Initially the consumer is exposed to brand in some manner. This may be from advertising or some other form of promotion, or it may be from other consumers who are using the brand, or it may be from visiting a store where the brand is sold. If it is from advertising, this is referred to as an impression.

The best way to think about exposure is by using the term “opportunity to see”, which means that an exposure is a chance for the consumer to see the brand or its communication.


Attention occurs when the consumer dedicates some time towards the brand or its communication. This may be as simple as glancing at a billboard advertisement for a split second, or perhaps closely watching a 3 minute cinema commercial, or simply observing other people with the brand.

If it is quite casual, or passive, attention then the process is usually complete without any real change in the consumer’s perception of the brand and its potential benefits.


If the consumer pays close attention, or the brand and/or its communication gains the attention of the consumer on several occasions, then the consumer is likely to process the ‘message’ to some extent.

Despite the general meaning of the word ‘interpretation’, the process in this case tends to be quite simplistic. The consumer will usually process the main benefit or a key feature of a brand, such as:

  • Good for tough stains
  • A flexible bank
  • Good customer service
  • Easy to use
  • And so on.

Unless the consumer has had prior experience with this brand (through personal consumption or via word-of-mouth), the consumer will generally form a weak attitude (opinion) to this extent. It will remain a weak view/opinion until reinforced by usage or further communication.
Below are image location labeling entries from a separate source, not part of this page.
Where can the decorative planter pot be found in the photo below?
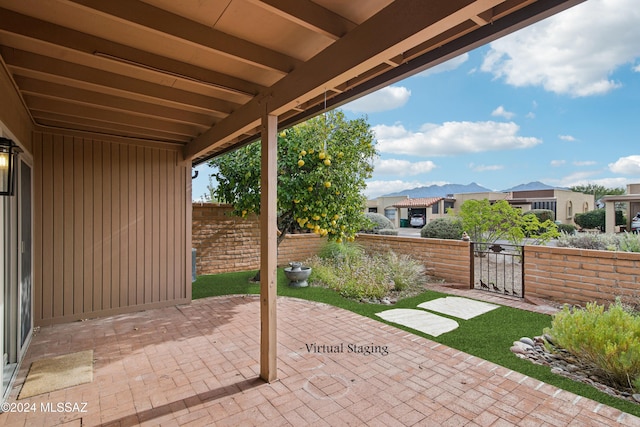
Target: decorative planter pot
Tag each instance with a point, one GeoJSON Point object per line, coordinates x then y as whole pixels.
{"type": "Point", "coordinates": [297, 275]}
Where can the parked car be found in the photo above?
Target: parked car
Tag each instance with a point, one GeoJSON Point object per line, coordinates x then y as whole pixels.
{"type": "Point", "coordinates": [417, 220]}
{"type": "Point", "coordinates": [635, 223]}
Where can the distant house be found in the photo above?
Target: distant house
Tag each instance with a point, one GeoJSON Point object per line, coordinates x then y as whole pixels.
{"type": "Point", "coordinates": [564, 204]}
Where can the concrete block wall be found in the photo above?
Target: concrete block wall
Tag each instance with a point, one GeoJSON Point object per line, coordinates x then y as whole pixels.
{"type": "Point", "coordinates": [226, 243]}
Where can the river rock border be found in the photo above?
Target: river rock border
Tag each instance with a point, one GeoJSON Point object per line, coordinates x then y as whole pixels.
{"type": "Point", "coordinates": [564, 363]}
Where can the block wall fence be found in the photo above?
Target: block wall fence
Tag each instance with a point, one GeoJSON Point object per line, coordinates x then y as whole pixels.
{"type": "Point", "coordinates": [226, 243]}
{"type": "Point", "coordinates": [566, 275]}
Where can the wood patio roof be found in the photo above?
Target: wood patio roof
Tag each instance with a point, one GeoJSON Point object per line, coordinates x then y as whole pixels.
{"type": "Point", "coordinates": [202, 73]}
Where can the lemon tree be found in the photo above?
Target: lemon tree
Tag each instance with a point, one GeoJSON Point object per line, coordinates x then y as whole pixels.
{"type": "Point", "coordinates": [322, 167]}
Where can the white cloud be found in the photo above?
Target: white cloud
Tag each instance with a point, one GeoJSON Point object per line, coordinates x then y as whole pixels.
{"type": "Point", "coordinates": [629, 165]}
{"type": "Point", "coordinates": [378, 188]}
{"type": "Point", "coordinates": [501, 112]}
{"type": "Point", "coordinates": [485, 168]}
{"type": "Point", "coordinates": [402, 167]}
{"type": "Point", "coordinates": [451, 138]}
{"type": "Point", "coordinates": [385, 99]}
{"type": "Point", "coordinates": [572, 53]}
{"type": "Point", "coordinates": [449, 65]}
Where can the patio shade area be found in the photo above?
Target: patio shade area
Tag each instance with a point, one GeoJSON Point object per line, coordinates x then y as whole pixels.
{"type": "Point", "coordinates": [194, 365]}
{"type": "Point", "coordinates": [201, 75]}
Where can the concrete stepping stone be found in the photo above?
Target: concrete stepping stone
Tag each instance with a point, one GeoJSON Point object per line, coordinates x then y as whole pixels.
{"type": "Point", "coordinates": [419, 320]}
{"type": "Point", "coordinates": [462, 308]}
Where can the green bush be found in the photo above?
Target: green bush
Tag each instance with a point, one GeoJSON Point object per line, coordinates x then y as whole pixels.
{"type": "Point", "coordinates": [601, 242]}
{"type": "Point", "coordinates": [403, 270]}
{"type": "Point", "coordinates": [566, 228]}
{"type": "Point", "coordinates": [629, 242]}
{"type": "Point", "coordinates": [591, 219]}
{"type": "Point", "coordinates": [542, 214]}
{"type": "Point", "coordinates": [443, 228]}
{"type": "Point", "coordinates": [342, 251]}
{"type": "Point", "coordinates": [607, 339]}
{"type": "Point", "coordinates": [388, 232]}
{"type": "Point", "coordinates": [596, 219]}
{"type": "Point", "coordinates": [377, 222]}
{"type": "Point", "coordinates": [351, 272]}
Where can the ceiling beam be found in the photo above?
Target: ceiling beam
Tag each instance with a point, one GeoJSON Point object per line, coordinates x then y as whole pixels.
{"type": "Point", "coordinates": [110, 116]}
{"type": "Point", "coordinates": [59, 121]}
{"type": "Point", "coordinates": [309, 15]}
{"type": "Point", "coordinates": [168, 24]}
{"type": "Point", "coordinates": [25, 63]}
{"type": "Point", "coordinates": [55, 39]}
{"type": "Point", "coordinates": [58, 91]}
{"type": "Point", "coordinates": [388, 33]}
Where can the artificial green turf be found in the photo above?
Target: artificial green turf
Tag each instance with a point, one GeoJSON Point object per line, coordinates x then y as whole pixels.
{"type": "Point", "coordinates": [488, 337]}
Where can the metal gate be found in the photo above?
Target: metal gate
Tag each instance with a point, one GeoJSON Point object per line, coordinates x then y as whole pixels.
{"type": "Point", "coordinates": [497, 267]}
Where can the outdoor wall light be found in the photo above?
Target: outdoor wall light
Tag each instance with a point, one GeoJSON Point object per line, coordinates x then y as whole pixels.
{"type": "Point", "coordinates": [7, 167]}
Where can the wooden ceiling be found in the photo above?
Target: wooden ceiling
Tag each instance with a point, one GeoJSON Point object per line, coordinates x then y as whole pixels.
{"type": "Point", "coordinates": [201, 73]}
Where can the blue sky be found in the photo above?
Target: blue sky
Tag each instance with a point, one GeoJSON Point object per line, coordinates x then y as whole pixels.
{"type": "Point", "coordinates": [557, 102]}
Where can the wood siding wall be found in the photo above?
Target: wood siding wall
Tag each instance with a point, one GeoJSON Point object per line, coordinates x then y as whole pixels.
{"type": "Point", "coordinates": [111, 224]}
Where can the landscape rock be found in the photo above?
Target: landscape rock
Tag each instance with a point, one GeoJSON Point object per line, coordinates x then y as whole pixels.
{"type": "Point", "coordinates": [564, 363]}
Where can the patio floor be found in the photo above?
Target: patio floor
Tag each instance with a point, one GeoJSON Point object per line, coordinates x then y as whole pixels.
{"type": "Point", "coordinates": [197, 364]}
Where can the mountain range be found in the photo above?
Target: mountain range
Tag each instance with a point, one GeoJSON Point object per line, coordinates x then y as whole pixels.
{"type": "Point", "coordinates": [447, 189]}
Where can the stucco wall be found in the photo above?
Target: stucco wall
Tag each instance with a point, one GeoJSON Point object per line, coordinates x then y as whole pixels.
{"type": "Point", "coordinates": [578, 276]}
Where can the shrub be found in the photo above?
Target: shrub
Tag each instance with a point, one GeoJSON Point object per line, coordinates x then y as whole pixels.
{"type": "Point", "coordinates": [341, 251]}
{"type": "Point", "coordinates": [348, 270]}
{"type": "Point", "coordinates": [443, 228]}
{"type": "Point", "coordinates": [388, 232]}
{"type": "Point", "coordinates": [377, 222]}
{"type": "Point", "coordinates": [591, 219]}
{"type": "Point", "coordinates": [403, 270]}
{"type": "Point", "coordinates": [629, 242]}
{"type": "Point", "coordinates": [607, 339]}
{"type": "Point", "coordinates": [596, 219]}
{"type": "Point", "coordinates": [566, 228]}
{"type": "Point", "coordinates": [542, 214]}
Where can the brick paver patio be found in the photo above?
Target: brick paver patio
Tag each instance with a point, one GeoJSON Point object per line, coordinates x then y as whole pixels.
{"type": "Point", "coordinates": [198, 365]}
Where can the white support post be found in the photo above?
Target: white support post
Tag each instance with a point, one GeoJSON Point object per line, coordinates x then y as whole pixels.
{"type": "Point", "coordinates": [268, 248]}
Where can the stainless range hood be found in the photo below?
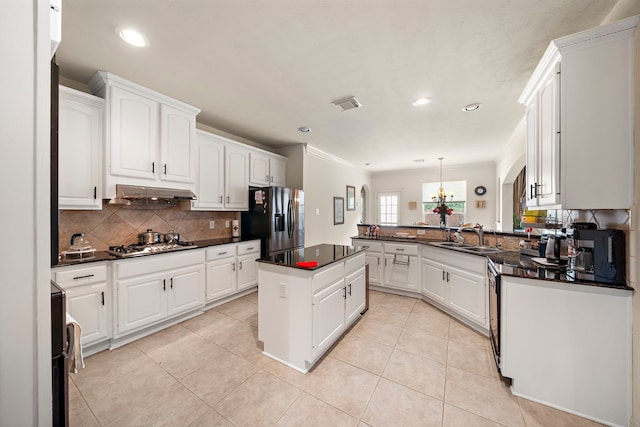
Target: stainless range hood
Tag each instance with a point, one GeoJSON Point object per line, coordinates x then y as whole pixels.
{"type": "Point", "coordinates": [138, 197]}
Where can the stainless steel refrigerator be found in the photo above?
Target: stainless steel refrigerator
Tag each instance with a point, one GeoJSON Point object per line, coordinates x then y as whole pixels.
{"type": "Point", "coordinates": [276, 215]}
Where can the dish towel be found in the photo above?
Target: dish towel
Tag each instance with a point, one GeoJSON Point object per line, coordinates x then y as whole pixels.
{"type": "Point", "coordinates": [76, 357]}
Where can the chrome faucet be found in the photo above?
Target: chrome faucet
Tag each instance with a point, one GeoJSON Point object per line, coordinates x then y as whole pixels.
{"type": "Point", "coordinates": [478, 230]}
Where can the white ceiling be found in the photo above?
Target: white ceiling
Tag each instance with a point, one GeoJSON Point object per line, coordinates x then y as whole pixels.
{"type": "Point", "coordinates": [261, 69]}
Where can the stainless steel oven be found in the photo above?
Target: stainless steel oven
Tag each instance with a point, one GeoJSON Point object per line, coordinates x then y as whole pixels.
{"type": "Point", "coordinates": [493, 277]}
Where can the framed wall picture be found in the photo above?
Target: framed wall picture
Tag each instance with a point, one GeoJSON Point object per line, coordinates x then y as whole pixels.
{"type": "Point", "coordinates": [351, 198]}
{"type": "Point", "coordinates": [338, 210]}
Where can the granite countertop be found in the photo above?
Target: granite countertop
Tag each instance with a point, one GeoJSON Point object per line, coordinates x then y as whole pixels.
{"type": "Point", "coordinates": [513, 263]}
{"type": "Point", "coordinates": [324, 254]}
{"type": "Point", "coordinates": [105, 256]}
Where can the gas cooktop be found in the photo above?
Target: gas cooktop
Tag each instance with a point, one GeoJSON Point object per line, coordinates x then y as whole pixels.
{"type": "Point", "coordinates": [157, 248]}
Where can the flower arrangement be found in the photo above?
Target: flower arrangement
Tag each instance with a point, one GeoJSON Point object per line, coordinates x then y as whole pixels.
{"type": "Point", "coordinates": [443, 208]}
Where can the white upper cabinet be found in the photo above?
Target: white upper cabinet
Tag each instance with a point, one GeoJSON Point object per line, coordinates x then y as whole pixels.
{"type": "Point", "coordinates": [222, 171]}
{"type": "Point", "coordinates": [177, 141]}
{"type": "Point", "coordinates": [236, 177]}
{"type": "Point", "coordinates": [133, 126]}
{"type": "Point", "coordinates": [266, 169]}
{"type": "Point", "coordinates": [580, 121]}
{"type": "Point", "coordinates": [150, 138]}
{"type": "Point", "coordinates": [80, 136]}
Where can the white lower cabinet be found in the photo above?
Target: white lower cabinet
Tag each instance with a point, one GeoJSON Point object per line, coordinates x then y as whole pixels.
{"type": "Point", "coordinates": [231, 268]}
{"type": "Point", "coordinates": [392, 265]}
{"type": "Point", "coordinates": [355, 291]}
{"type": "Point", "coordinates": [456, 282]}
{"type": "Point", "coordinates": [153, 289]}
{"type": "Point", "coordinates": [88, 300]}
{"type": "Point", "coordinates": [303, 312]}
{"type": "Point", "coordinates": [373, 257]}
{"type": "Point", "coordinates": [328, 315]}
{"type": "Point", "coordinates": [336, 307]}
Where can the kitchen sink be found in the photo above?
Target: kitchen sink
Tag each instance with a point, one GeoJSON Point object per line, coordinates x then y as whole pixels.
{"type": "Point", "coordinates": [483, 250]}
{"type": "Point", "coordinates": [467, 247]}
{"type": "Point", "coordinates": [453, 244]}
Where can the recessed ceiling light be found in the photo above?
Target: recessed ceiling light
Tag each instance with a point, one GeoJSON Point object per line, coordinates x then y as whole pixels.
{"type": "Point", "coordinates": [133, 37]}
{"type": "Point", "coordinates": [471, 107]}
{"type": "Point", "coordinates": [421, 101]}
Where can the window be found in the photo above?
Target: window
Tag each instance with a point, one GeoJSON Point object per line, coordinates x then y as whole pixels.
{"type": "Point", "coordinates": [457, 204]}
{"type": "Point", "coordinates": [363, 205]}
{"type": "Point", "coordinates": [388, 208]}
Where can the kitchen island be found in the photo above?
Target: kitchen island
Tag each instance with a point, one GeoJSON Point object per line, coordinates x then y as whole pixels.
{"type": "Point", "coordinates": [307, 299]}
While the consumer has gained some understanding of a brand at this stage of the overall perceptual process, it needs to be developed into a memory that can be recalled. Consumers in their everyday life are exposed to a lot of information, the vast amount of which they do not remember for a long period of time.

A consumer’s ability to remember information on any subject typically depends upon the extent of repetition (rehearsal) and the effort taken to understand the material. In academic courses, students will try to understand the material, however, consumers primarily learn and remember initially through simple repetition and reinforcement of marketing communications and later through brand usage/consumption.

It is this stage of the perceptual process that is mapped onto perceptual maps. As marketers, we are quite interested to understand how target market consumers perceive (that is, remember and understand = their knowledge) our brands versus our competitors. This is because (usually) we want our brand to have clear points-of-difference (that is, clear differentiation) so that we gain a loyal customer following, loyalty and repeat sales.